If you do have a reaction (bladder or otherwise) to some dye or other additive in food or medication, you can register a complaint. (And if enough complaints are received the FDA acts.) The FDA has posted this notice at one page on their web site: “Though reactions to color additives are rare, the FDA wants to know about them. The agency operates the Adverse Reaction Monitoring System (ARMS) to collect and act on complaints concerning all food ingredients, including color additives.”
People can register complaints about reactions to food additives two ways. First, by contacting their FDA district office (see local phone directory), or else by sending a written report of your reaction to:

Food and Drug Administration
200 C. Street, NW
Washington DC, 20204

There is also help available in the form of medications that stabilize mast cells and reduce symptoms. For gastrointestinal food allergy reactions for instance, there are several studies that indicate oral sodium cromoglycate (sold as the prescription medication, Gastrocrom) may be beneficial.[6] This is the same substance which is sold over-the-counter in the U.S. as Nasalcrom– a preventive for sinus-related allergy symptoms. The Interstitial Cystitis Association also mentions that sodium cromoglycate has been used successfully in rare instances to reduce IC bladder symptoms.[7]

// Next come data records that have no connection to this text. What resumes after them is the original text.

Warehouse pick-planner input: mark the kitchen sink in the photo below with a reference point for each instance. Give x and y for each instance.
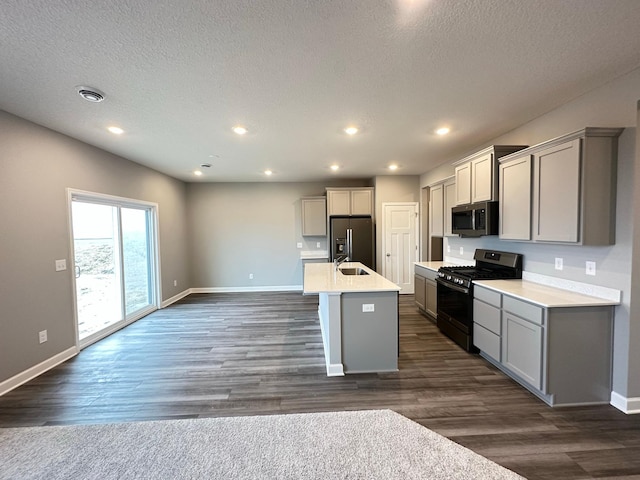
(353, 271)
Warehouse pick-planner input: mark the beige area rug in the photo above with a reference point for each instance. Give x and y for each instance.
(376, 444)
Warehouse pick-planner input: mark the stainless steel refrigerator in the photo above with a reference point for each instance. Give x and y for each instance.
(353, 236)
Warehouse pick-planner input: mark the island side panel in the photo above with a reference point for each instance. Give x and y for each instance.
(329, 314)
(370, 339)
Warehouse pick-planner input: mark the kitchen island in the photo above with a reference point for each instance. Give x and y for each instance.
(358, 312)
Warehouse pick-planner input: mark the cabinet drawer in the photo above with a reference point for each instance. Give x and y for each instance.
(487, 296)
(522, 309)
(486, 315)
(486, 341)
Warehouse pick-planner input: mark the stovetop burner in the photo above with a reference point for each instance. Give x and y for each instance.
(490, 265)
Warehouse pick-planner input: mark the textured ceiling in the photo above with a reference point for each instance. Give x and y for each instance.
(178, 75)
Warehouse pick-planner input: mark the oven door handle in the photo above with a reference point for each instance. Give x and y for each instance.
(453, 287)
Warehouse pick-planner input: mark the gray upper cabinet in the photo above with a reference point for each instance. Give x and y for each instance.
(463, 184)
(436, 210)
(314, 216)
(482, 178)
(476, 176)
(350, 201)
(566, 185)
(515, 198)
(556, 198)
(449, 201)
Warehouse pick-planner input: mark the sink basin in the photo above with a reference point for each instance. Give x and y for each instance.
(353, 271)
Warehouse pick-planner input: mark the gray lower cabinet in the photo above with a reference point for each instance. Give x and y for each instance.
(562, 355)
(426, 291)
(522, 348)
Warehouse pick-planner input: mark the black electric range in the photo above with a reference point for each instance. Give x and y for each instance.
(455, 291)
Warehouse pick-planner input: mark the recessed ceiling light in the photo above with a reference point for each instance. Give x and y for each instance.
(90, 94)
(116, 130)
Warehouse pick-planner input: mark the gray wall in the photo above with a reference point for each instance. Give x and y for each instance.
(37, 165)
(613, 105)
(240, 228)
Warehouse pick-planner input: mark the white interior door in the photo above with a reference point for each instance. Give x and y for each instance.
(400, 245)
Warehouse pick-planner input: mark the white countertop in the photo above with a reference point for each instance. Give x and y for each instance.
(434, 265)
(323, 278)
(314, 254)
(544, 295)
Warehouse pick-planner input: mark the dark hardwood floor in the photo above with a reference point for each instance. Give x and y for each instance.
(261, 353)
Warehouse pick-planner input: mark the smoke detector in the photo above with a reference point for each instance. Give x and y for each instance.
(90, 94)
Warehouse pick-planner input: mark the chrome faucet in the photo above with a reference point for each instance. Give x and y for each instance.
(339, 261)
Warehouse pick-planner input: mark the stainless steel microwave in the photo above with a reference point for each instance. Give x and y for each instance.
(475, 219)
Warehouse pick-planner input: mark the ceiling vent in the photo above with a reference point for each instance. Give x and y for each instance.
(90, 94)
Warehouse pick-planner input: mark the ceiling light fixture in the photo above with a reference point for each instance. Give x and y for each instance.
(90, 94)
(116, 130)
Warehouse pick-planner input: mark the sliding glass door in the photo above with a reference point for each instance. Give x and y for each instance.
(115, 263)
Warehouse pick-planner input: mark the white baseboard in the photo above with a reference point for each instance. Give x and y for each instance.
(624, 404)
(175, 298)
(36, 370)
(267, 288)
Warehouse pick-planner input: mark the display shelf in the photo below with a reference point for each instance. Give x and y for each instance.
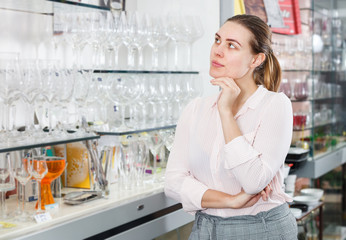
(48, 6)
(316, 99)
(296, 70)
(114, 216)
(20, 145)
(137, 131)
(323, 162)
(145, 72)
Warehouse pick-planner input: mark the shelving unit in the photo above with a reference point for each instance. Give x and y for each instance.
(124, 214)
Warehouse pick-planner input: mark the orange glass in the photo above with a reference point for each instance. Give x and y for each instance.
(56, 166)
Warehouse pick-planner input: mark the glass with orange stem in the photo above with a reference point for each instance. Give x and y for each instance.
(39, 170)
(55, 166)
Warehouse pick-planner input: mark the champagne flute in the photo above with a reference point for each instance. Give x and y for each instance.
(6, 181)
(22, 171)
(39, 170)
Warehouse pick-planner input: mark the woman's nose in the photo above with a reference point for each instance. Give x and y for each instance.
(218, 51)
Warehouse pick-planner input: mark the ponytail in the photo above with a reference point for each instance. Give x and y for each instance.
(269, 73)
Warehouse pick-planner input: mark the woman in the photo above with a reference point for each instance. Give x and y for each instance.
(229, 147)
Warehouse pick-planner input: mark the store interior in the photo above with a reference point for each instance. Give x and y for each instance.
(91, 92)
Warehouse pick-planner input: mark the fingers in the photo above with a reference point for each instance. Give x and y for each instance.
(265, 193)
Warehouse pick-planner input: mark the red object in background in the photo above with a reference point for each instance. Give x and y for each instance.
(291, 15)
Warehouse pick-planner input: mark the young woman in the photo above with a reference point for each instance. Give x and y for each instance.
(230, 147)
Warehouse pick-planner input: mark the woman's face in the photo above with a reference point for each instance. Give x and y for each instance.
(231, 55)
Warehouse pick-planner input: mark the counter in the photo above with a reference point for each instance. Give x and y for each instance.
(143, 213)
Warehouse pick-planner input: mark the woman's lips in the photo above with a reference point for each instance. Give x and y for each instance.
(216, 64)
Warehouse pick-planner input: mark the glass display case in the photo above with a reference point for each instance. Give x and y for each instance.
(141, 209)
(314, 79)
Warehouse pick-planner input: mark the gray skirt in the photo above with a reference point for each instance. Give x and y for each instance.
(276, 224)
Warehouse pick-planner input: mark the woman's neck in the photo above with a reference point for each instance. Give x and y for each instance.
(247, 89)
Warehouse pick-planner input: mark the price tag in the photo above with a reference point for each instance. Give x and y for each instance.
(43, 217)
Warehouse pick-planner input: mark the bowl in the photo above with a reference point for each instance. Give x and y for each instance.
(315, 192)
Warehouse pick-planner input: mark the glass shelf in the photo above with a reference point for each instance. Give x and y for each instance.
(137, 131)
(316, 99)
(145, 72)
(20, 146)
(47, 6)
(316, 126)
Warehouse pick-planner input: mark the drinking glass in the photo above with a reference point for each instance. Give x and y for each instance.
(155, 142)
(123, 91)
(7, 182)
(194, 31)
(301, 90)
(39, 170)
(9, 91)
(31, 88)
(141, 160)
(80, 94)
(126, 161)
(22, 171)
(55, 167)
(157, 37)
(285, 87)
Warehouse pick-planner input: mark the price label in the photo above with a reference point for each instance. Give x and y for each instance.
(43, 217)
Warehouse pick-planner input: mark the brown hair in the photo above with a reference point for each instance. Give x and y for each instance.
(269, 72)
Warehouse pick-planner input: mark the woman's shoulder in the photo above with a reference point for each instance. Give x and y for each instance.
(277, 98)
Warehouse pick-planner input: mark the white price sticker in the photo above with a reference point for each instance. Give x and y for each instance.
(43, 217)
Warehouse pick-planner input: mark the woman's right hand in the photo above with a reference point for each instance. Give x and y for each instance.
(244, 200)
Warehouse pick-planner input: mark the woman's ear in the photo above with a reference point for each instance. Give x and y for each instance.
(258, 60)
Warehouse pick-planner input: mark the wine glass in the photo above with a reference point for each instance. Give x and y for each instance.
(155, 142)
(157, 37)
(9, 90)
(31, 88)
(39, 170)
(126, 161)
(7, 182)
(285, 87)
(301, 91)
(55, 167)
(22, 171)
(194, 31)
(123, 91)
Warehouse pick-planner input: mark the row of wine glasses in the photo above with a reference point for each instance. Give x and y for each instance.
(106, 32)
(301, 88)
(58, 100)
(24, 165)
(139, 158)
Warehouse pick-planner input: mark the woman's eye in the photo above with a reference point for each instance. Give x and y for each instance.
(231, 45)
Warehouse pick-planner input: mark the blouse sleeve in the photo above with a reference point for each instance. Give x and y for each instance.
(255, 164)
(180, 184)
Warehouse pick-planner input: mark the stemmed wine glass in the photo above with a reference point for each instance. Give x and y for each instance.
(194, 31)
(39, 170)
(155, 142)
(9, 90)
(123, 91)
(80, 94)
(157, 37)
(31, 88)
(65, 89)
(7, 182)
(22, 171)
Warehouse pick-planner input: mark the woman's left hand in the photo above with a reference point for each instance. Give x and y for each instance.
(266, 192)
(229, 93)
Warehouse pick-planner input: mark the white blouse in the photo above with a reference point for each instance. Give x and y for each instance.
(200, 159)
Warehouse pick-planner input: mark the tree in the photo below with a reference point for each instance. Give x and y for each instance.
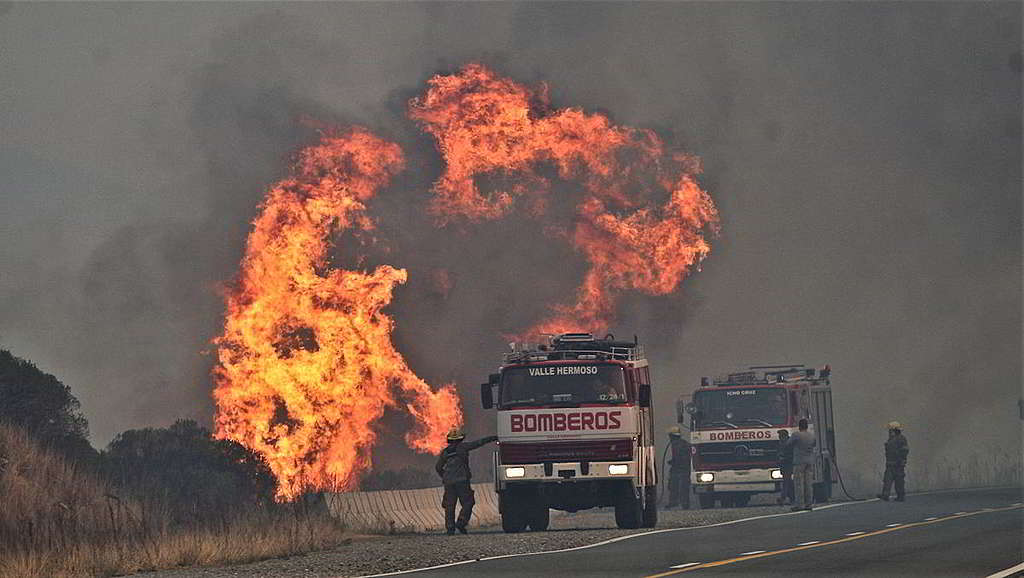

This article originally published March 2000, revised and updated by the author February 2003.


  1. “American Dietetic Association’s Complete Food and Nutrition Guide”, R. L. Duyff, Chronimed Publishing, 1998
  2. “Reactions to food additives”, M. H. Lessof, Clinical and Experimental Allergy, Vol. 25 , Supplement 1, pp 27-28,1995.
  3. “Food Allergies”, Merri Lou Dobler, American Dietetic Assn., 1991
  4. “Adverse Reactions to Food”, American Academy of Asthma, Allergy and Immunology, J. A. Anderson et al, NIH publication #84-2442, 1984.
  5. “Occupational Asthma and Allergy Due to Carmine”, S. Acero et al., Allergy (Denmark), pp 897-901, Sept. 1998.
  6. “Oral sodium cromoglycate: its use in the management of food allergy”, A.M. Edwards, Clinical and Experimental Allergy, Vol. 25, Supplement 1, pp 31-33, 1995.
  7. “Treatment Guidelines”, Interstitial Cystitis Association, 1999.